It seems to me that because of a legal principle called "privity of
contract", the electronic publisher wants to ensure that the terms and
conditions in the license agreement are in fact effective.  Privity of
contract means that one can only obligate the person or institution -- ie
the library -- and not subsequent users -- ie the patron. Thus, if the
publisher has in its contract with the library that a patron can only make
one copy of any article in its database, and the patron makes 2 copies,
then the publisher has no right in the contract to sue the patron.

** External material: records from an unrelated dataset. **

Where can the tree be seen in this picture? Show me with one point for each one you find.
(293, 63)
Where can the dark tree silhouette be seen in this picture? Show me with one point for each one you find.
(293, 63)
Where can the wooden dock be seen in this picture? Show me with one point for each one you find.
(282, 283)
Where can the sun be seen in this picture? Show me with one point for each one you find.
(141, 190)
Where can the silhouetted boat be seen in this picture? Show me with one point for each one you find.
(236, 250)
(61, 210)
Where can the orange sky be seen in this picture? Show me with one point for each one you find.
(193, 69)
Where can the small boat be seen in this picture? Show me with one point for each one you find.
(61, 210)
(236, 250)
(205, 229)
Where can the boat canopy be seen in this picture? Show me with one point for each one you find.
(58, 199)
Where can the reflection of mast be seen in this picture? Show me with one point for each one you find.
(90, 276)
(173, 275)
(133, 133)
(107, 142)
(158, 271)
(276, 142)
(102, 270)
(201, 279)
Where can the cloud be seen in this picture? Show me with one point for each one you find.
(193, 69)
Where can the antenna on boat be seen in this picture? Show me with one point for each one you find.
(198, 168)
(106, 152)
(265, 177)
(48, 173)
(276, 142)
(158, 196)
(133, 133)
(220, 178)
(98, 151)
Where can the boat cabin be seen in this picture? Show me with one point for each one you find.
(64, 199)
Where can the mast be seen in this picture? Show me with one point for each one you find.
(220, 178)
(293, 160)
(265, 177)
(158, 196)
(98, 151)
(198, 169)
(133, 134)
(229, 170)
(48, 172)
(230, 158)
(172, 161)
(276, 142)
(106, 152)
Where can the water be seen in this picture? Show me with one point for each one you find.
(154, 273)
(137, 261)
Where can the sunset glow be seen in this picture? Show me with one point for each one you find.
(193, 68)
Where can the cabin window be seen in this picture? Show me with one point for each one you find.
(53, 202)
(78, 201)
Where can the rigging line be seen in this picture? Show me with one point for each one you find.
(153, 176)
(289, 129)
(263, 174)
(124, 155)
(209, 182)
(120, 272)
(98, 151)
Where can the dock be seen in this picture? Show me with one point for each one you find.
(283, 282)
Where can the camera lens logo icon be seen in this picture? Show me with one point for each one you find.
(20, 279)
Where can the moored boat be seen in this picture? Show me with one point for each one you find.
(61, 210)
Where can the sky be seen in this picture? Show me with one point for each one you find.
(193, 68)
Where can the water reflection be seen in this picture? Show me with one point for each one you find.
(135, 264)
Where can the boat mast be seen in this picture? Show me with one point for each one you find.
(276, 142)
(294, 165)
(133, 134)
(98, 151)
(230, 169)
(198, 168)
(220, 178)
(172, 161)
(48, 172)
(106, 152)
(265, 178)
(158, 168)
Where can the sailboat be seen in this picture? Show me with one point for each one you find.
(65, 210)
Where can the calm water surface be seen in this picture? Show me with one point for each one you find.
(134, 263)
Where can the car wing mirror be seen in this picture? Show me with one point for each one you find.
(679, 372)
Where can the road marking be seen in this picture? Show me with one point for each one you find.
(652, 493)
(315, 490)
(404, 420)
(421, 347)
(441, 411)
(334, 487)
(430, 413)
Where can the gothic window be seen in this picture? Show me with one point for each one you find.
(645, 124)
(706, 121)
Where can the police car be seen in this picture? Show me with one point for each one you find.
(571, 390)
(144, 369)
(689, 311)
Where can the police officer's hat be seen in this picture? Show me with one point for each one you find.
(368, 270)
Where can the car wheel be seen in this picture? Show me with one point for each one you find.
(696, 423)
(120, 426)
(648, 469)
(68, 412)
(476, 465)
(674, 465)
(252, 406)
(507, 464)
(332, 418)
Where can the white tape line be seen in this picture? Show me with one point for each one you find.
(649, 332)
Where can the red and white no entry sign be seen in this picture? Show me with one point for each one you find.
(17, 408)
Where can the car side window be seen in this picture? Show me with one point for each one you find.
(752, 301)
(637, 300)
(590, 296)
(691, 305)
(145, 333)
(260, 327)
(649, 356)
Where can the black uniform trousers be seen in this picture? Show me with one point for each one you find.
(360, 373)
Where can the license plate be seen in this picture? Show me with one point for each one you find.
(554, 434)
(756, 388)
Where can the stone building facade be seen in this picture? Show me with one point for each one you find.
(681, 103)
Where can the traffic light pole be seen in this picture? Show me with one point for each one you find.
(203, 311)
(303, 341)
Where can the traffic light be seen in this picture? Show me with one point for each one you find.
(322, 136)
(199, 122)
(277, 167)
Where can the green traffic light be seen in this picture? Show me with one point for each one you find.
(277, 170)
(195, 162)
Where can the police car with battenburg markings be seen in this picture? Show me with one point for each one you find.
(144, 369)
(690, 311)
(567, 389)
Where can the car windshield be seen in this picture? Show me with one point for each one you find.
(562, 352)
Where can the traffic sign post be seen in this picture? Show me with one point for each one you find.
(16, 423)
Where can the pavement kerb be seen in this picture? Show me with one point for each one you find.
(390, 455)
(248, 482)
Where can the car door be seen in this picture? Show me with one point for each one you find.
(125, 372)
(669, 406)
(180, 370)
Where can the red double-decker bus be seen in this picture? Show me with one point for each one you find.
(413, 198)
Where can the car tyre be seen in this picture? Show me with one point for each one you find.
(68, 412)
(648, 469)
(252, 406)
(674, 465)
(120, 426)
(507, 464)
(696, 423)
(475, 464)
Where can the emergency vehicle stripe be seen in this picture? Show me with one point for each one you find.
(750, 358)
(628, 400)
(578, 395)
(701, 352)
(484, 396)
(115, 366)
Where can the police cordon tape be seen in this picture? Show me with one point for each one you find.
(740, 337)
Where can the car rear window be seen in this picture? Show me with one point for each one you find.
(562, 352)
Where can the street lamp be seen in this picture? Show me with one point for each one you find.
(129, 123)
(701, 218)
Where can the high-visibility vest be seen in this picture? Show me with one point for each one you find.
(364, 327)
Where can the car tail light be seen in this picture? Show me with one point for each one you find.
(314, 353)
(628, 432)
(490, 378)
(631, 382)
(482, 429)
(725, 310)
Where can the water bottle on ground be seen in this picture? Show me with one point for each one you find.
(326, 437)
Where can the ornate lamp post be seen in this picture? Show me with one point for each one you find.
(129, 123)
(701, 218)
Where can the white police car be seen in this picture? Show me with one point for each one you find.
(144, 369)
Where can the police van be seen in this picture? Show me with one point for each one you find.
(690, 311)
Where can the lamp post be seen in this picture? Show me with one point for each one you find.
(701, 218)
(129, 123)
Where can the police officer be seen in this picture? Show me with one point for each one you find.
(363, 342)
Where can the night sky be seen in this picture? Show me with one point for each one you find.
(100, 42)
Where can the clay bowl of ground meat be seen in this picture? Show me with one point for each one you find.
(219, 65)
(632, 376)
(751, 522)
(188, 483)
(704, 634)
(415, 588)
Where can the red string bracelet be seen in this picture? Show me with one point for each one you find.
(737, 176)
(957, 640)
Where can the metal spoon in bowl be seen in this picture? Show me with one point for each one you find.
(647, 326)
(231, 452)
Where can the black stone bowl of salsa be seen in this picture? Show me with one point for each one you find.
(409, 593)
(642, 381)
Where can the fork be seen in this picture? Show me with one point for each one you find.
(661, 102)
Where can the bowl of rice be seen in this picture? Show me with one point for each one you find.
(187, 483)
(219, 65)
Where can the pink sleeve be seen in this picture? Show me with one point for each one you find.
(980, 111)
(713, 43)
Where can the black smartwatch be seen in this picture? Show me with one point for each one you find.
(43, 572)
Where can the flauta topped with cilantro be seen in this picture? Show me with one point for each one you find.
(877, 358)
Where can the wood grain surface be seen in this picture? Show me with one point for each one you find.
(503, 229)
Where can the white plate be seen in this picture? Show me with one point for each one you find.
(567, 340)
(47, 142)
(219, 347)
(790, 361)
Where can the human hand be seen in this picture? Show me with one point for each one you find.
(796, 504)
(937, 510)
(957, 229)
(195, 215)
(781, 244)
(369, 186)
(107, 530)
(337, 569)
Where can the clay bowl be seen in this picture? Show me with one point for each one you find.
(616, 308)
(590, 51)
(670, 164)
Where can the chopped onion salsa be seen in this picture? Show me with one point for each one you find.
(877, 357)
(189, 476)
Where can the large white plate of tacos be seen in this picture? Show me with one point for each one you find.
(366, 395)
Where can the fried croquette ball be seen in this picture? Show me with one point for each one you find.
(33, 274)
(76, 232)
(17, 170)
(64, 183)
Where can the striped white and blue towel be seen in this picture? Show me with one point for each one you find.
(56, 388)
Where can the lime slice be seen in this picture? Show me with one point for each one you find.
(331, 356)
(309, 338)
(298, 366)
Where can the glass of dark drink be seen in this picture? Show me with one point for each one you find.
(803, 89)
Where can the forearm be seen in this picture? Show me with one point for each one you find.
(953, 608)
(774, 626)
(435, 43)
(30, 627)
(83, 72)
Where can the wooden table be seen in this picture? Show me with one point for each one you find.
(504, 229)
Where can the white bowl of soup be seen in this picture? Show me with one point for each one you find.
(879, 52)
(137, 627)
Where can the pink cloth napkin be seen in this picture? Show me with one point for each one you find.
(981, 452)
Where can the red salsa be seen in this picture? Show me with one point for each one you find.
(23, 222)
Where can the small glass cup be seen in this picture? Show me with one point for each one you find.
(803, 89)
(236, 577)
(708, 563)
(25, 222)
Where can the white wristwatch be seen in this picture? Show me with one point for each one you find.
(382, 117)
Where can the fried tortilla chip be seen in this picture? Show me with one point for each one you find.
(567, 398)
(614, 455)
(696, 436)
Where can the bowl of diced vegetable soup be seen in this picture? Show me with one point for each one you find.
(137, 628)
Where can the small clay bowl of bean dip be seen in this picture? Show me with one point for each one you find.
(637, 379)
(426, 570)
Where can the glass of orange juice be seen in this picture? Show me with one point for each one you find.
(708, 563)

However, if the publisher also enters into a contract with the patron,
then the publisher would have such a right.  Another way of achieving the
same goal is to obligate the library to ensure (if this is really
possible) that the patron only make one copy and therefore create a
contractual obligation on which the publisher can later take a legal

As long as the terms and conditions are consistent in the library and
patron agreements with the publisher, it may be more advantageous to a
library because they are then less legally obligated for the actions of
the patron (which is difficult to control.)


Lesley Ellen Harris
Copyright & New Media Lawyer
Editor:  Copyright & New Media Law:  For Librarians & Information Specialists

In a message dated 20/01/99 5:29:22 AM Pacific Standard Time,
ann.okerson@yale.edu writes:

<< Already this year I've seen two electronic information "deals" that
 require two levels of license.  That is, the institution (library)
 negotiates and signs a license with the provider AND then once the reader
 goes to the site to retrieve the information, he or she is asked to
 "click" to agree to a set of terms and conditions.  I.e., two license
 agreements are in play: one with the institution and one with each
 individual reader. Perhaps this has been happening to us all along, and
 I've only noticed this because of reading two such licenses within a few
 days.  The "click" is NOT the same as "dear reader, here you are and
 here are our working rules" -- rather, it is an attempt to create a
 legal agreement between the provider and the individual.
 In each case, the terms are reasonable enough, but I question that the
 readers fully understand the kinds of liabilities that they are accepting
 by clicking.  And, as we have heard/discussed ad nauseum, "click" licenses
 are also problematic in that there is no possibility for the reader to
 query or negotiate with a form on the web.
 In any case, it seems to me that the information provider's deal needs to
 be either with the INSTITUTION, who negotiates and accepts all the
 overarching responsibility for compliance with the license, OR with the
 READER, leaving the institution out of the relationship.  There is an
 incompatibility between asking for both.
 Comments please from you publishers, librarians, and lawyers out there?